Among the big draws this year was the presence of Schnuelle and his talk on training to run distance races like the Yukon Quest and the Iditarod, in which he placed second in 2009.

“I enjoy very much the social aspect of events like this,” Schnuelle said. “It doesn’t matter if a person runs the Iditarod or a 30-mile race, it all makes for a good story at the end of the day.”

Schnuelle, who took time to speak to dozens of mushers informally, said he’s happy to share his own perspectives on training and the sport, but ultimately each dog driver has to determine what works best for them.

“This is what is so good about a show like this,” he said. “There is a lot of networking and opportunity to see new gear and equipment.”

Schnuelle currently has 38 huskies in his Whitehorse, Yukon, kennel and is training 24 for the upcoming race season.

Among the exhibitors this year was Gary Chapman of Critterwoods in Corinth with his steel snow hooks he said are designed to turn and dig into the snow even without the musher’s help.

“This hook always wants to land feet first and dig in,” Chapman said. “It will hold in almost anything.”

Chapman said it’s the camaraderie shared among mushers that keeps him coming to the trade fair.

“They get to come to one place under one roof and see new equipment and get new ideas,” he said. “Mushing is such a great sport, [and] it’s an exercise thing that gets you and your dog outside staying healthy — what’s better than that?”

Across the aisle Bruce Swan of Kingdom Bound Kennels in Springfield was chatting with mushers about his specially formulated fishmeal supplement.

“I come every year,” Swan said. “I just like hanging around people who like to mush.”

Over the years the trade fair has afforded Swan the opportunity to meet top mushers like Dee Dee Jonrowe, Lance Mackey and now Schnuelle.
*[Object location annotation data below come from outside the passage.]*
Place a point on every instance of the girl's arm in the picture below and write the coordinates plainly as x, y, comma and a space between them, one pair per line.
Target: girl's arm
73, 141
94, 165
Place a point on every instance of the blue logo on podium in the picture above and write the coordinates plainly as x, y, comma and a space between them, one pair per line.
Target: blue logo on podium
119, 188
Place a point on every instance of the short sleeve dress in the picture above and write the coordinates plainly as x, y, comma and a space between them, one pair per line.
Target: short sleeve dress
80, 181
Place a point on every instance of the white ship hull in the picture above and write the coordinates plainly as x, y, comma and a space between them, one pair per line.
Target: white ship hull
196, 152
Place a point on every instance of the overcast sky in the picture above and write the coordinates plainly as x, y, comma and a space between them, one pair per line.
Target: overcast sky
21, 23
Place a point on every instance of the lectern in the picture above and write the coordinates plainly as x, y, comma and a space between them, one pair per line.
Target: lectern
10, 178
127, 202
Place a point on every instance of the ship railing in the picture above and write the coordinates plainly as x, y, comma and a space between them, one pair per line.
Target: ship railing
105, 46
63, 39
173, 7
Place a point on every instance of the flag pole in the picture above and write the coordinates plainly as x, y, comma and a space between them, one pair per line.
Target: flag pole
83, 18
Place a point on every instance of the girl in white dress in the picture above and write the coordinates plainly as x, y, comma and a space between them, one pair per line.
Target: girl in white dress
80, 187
“That’s pretty cool,” he said. “When I started in this sport I felt like I was all alone, so this type of event gives us all the opportunity to learn from each other.”
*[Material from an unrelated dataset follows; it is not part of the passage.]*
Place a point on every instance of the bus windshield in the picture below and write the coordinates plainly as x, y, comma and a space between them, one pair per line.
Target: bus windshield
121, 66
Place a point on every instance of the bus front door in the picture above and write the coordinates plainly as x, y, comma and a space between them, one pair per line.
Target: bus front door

Organizers said it’s the volunteer help they receive from people that really makes the annual event possible — including the many speakers who waive their regular speaker’s fee.

“I feel very appreciative of the generosity of all speakers we’ve had over the years who have given their time over the years,” Dugan said. “It’s amazing.”

Over at the Mountain Ridge booth, a steady stream of mushers was quizzing Dugan and John Osmond about their harnesses, gang lines, booties and other gear.

Makenna Harris, 13, was attempting to harness Jumar, a Border collie owned by Liz Graves.

“She is looking to buy a harness, and Jumar needs some more experience having harnesses put on him,” Graves said as the young dog stood stoically for the fitting.

Other exhibits included everything from cutting edge carbon fiber sleds to headlamps to clothing to wheeled carts for offseason training.

Mushers congregated outside in the heavy rain to admire puppies and different configurations for hauling dogs and gear on trucks.

“It’s just a joy to talk dogs for 48 hours,” Murphy said.